私は、それはそれは小さな声で、恥じらいつつもお答えいたしました。


「ご協力ありがとうございます!」


さわやかにお礼をしてくだっさった次の瞬間でございました。

イケメン刑事が大きな声で、警察公文書翻訳をしつつ復唱し始めたのでございます。


「え〜。あいみての宅の車庫に設置してある物干台より、薄紅色の花柄のレースがあしらわれたブラジャー1枚。水色に金色のリボンがついたブラジャー1枚。茜色の無地、素材はサテンのブラジャー1枚。計3枚、いずれもサイズはD70。が盗まれた。犯行日時はは不明。」


「と、言う事でよろしいですか?」


 先程の私の恥じらいを返して頂きたい心持ちになりましたが、黙って頷くことしか出来なかったのでございます。

 このようにして、警察公文書制作も概ね出来上がったと思われた頃、


「そう致しましたら、写真を何枚か撮らせていただきたいのです。
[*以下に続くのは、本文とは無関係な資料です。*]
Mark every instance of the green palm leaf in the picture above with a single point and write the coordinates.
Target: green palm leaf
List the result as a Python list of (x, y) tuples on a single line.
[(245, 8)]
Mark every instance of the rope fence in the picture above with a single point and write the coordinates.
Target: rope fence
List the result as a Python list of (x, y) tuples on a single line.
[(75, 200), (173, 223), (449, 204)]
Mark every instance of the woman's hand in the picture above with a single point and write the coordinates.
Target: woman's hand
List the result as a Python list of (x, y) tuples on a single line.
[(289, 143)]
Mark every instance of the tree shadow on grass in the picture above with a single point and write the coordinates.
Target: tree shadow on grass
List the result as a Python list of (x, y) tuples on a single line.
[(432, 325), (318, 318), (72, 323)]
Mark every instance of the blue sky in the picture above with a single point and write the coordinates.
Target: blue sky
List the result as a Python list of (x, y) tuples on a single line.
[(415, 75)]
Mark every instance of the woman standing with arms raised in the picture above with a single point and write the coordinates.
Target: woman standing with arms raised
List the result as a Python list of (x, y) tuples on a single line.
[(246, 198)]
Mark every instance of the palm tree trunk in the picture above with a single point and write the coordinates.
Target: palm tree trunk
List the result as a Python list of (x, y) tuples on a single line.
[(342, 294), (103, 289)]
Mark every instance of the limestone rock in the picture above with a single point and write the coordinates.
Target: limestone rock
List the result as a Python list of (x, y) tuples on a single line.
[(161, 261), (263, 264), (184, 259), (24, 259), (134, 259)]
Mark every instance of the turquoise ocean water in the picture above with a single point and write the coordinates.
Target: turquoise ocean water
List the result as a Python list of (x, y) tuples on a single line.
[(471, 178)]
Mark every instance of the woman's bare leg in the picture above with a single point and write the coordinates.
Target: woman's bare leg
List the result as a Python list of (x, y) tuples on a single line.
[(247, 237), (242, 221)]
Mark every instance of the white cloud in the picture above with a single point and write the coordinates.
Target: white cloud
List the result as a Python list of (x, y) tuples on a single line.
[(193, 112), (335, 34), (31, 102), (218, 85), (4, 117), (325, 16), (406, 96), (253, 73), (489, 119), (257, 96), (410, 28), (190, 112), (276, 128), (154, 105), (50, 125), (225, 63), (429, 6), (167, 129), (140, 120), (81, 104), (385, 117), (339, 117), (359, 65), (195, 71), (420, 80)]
」


イケメン刑事佐々木さんは、おもむろに先程置いたカメラを構えると私にポーズを要求してまいりました。イケメンに婦女子の秘密であるバストサイズを告白し、その上このようなポーズまで・・・。このような辱めを受けるとは・・・。

しかしながらこれも、犯人に罪を償わせ、二度と私の様な被害者を出さない為になさっているのでございますから、私は仰せの通りに致しました。


「では、手元から撮りますので下着を指差していただけますか? 」


パシャッ!パシャッ!


「では全体を撮らせていただきますね。こちらを向いて下さい。あ〜手はそのまま下着を指差して・・あ〜はい。いいですね〜。撮りまーす。」


このようにして私は証拠品である私のブラジャーと幾枚かの記念撮影をされたのでございました。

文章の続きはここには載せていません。